This year, consumers are expected to spend $25 billion on holiday gift cards. But what happens if you receive a gift card from a retailer that's going out of business or has filed for bankruptcy?
Currently, an e-mail is circulating the Web, warning consumers to use or lose their gift cards from closing stores.
"GMA" technology contributor Becky Worley separates fact from fiction and tells you how to ensure you get the most out of gift cards this season.
There is some truth to this e-mail. This year, some consumers have been left holding the bag (or in this case the card) with $100 million in unused gift cards that could not be redeemed when stores went belly up. And consumers have very little recourse to get their money back.
Here's a rundown of some of the larger retailers that are in bankruptcy or in trouble.
Sharper Image is already out of business. It left a lot of people holding $20 million in unusable gift cards, but they haven't sold gift cards since before they declared bankruptcy in February. Don't buy their gift cards on eBay because they aren't worth anything.
Circuit City is in chapter 11 bankruptcy. They have closed some retail stores, but I spoke with their corporate headquarters and they say they are restructuring and plan to stay in business for the long run.

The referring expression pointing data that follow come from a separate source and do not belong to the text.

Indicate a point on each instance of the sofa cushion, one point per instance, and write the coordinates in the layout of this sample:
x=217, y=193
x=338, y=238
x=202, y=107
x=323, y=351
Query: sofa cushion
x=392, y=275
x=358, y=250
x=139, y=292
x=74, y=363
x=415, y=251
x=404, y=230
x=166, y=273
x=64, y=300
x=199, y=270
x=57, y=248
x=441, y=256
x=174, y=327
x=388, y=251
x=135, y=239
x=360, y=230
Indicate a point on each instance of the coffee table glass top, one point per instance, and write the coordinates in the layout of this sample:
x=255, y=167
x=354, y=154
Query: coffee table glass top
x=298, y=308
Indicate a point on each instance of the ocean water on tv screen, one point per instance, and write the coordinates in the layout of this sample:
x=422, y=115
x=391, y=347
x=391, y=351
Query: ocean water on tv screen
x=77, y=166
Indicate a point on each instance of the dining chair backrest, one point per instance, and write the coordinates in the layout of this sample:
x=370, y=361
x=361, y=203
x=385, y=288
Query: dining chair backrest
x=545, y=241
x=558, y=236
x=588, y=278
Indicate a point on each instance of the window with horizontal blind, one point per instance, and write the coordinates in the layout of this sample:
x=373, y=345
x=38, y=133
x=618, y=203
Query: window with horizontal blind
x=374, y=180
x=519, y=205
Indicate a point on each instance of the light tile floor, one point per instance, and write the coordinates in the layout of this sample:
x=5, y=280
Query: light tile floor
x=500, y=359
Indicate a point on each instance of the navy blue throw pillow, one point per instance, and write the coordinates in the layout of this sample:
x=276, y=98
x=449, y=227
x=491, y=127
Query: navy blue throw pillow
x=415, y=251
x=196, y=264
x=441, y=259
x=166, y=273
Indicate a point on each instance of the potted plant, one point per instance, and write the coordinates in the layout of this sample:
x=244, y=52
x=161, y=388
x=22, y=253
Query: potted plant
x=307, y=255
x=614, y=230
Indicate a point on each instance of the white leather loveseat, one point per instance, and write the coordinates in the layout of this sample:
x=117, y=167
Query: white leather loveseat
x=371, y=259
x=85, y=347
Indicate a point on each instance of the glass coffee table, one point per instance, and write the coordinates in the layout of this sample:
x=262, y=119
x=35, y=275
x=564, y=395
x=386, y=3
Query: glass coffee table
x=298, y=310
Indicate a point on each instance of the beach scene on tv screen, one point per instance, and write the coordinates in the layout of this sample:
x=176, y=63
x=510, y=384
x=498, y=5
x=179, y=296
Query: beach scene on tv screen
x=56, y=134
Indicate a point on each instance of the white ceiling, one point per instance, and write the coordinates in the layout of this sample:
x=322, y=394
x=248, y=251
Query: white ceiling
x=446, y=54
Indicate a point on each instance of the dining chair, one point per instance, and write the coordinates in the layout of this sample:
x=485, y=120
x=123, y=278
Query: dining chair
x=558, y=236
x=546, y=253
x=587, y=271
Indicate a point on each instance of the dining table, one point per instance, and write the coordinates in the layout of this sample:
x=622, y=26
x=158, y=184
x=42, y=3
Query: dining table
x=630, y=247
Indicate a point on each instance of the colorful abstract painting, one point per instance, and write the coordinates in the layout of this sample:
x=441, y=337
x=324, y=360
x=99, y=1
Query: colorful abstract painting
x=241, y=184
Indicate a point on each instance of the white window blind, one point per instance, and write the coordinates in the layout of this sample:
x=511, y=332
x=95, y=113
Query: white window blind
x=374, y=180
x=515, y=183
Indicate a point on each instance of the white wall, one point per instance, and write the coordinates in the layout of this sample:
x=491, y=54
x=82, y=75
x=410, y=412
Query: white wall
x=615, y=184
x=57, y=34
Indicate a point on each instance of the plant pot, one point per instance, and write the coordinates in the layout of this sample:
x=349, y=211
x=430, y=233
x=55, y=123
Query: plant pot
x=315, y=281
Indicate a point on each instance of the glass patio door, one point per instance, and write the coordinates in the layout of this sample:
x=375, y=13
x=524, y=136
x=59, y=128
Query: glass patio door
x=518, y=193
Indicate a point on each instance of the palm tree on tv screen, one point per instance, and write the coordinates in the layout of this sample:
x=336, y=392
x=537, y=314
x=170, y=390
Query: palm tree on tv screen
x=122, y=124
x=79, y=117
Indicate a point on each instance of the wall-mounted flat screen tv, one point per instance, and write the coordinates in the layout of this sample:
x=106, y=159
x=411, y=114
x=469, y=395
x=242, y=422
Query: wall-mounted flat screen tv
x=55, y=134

The chain is selling and accepting gift cards this season. My advice -- there are great deals on merchandise at Circuit City; buy electronics there and avoid gift cards.
Wilson's Leather has closed all of its mall stores, but Wilson's Leather Outlets, airport stores and the company's Web site will all honor any Wilson's Leather retail gift cards.
Although they seem like the perfect gift, last year, more than $8 billion worth of gift cards went unused. People forget they have the gift cards or lose them. Make sure the cards come from a store where the gift's receiver already shops.
And don't forget to check fees and expiration dates. Also, you need to check before you buy a gift card that the metallic strip covering the pin number on the card has not been scratched off.
In stores that hang the gift cards out in public spaces, crooks will rub the metallic strip off, get the pin and then go online to redeem the value of the card.
Consumer Reports issued lot of information about these cards. They bear the logo of a major credit card, but they often have fees and expiration dates. Plus, they can lose value if you don't use them quickly.
The bottom line is: if you must give a gift card, make sure it's from a store where your recipient already shops, and that the store isn't in bankruptcy. And when in doubt, give cash.